Stefano Di Marino, Il palazzo dalle 5 porte, Giallo Mondadori del 23/2/2014.
Di Marino, da professionista della scrittura, ci tiene ad ascrivere questo lavoro all’universo del thrilling all’italiana degli anni ’70.
Di Marino, poi, dopo il saggio sul thrilling, ha tutta la mia fiducia.
Purtroppo però, a mio modestissimo e amatoriale avviso, Di Marino scrittore (e non saggista) con la parola thrilling intende tutt’altro.
La garza dell’atmosfera è poca, per il resto una caterva di frasi fatte e dialoghi da uomo di mondo (o giramondo) sullo sfondo di una laguna descritta con l’estro di un ragioniere armato di compasso e righello.
La farina arcana delle parole, ossia la capacità di evocare, dilatare gli spazi, la percezione del tempo, dei colori, delle sensazioni – senza bisogno di un plot fitto; voglio dire, quel cinema là dei ’70 era insensato, pieno di buchi, lungaggini inutili, dialoghi a cazzo, incongruenze che nemmeno un deficiente, personaggi pochissimo definiti eccetera – in Di Marino latita: la sua prosa è dopata d’action (cosa che nei Segretissimi non guasta), declina verso personaggi redux da Grozny, superduri spacca tutto che in un supermarket ci hanno messo piede solo per comprarsi degli integratori e lanciare un’occhiata di sufficienza alla cassiera o al mulettista sottoposti e frustrati: loro sì veri redux!
Per il resto l’ambient di Di Marino oscilla tra salotti raffinati, gente in tailleur di Yves Saint Laurent, camicette di seta, topazi e oro bianco, vernissage veneziani – milanesi.
E poi descrizioni a cascata, azioni, dialoghi per tirare sulle pagine e lasciare nemmeno un briciolo di non detto, di non spiegato al lettore.

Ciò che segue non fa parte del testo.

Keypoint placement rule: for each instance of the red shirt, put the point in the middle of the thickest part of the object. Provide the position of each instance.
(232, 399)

Bas Salieri, il personaggio principale, mi sta sui coglioni.
Bello.
Colto.
Affascinante.
Pieno di figa.
Con la grana.
Magari amico di Marchionne & Renzie.
No.
L’unico Salieri che reggo è Mario.
E’ questo il thriller all’italiana?
Questo lavoro furioso di editing?
Di quadrature del cerchio?
No.
Tra me e questo mondo s’incunea l’abisso.
E’ lo sciopero sociale.
Il caos.
La guerra.
Libro chiuso a pag. 163.
Ho bisogno di una boccata d’aria, di leggermi anche solo due righe del mio maestro Sergio Bissoli.
Cristiana, spero nel tuo Tutto quel blu.
Non ascoltare Franco staccato Forte.
E non deludermi.
Almeno per un altro po’.
Tuo,
Davide Rosso
BIBLIOGRAFIA MINIMA
Bruschini Antonio & Piselli Stefano, Giallo & Thrilling all’italiana (1931 – 1983), Firenze, Glittering Images, 2010.
Piselli Stefano, Eros & Thanatos ’70, Firenze, Glittering Images, 2013.
[1] Con la sua Perugia ribollente di studenti e poliziotti, costretti a confrontarsi in un sit-in anti mostro ne I corpi presentano tracce di violenza carnale, film che da solo contiene tutto del nostro thrilling e, al contempo, ne rappresenta un (im)possibile superamento.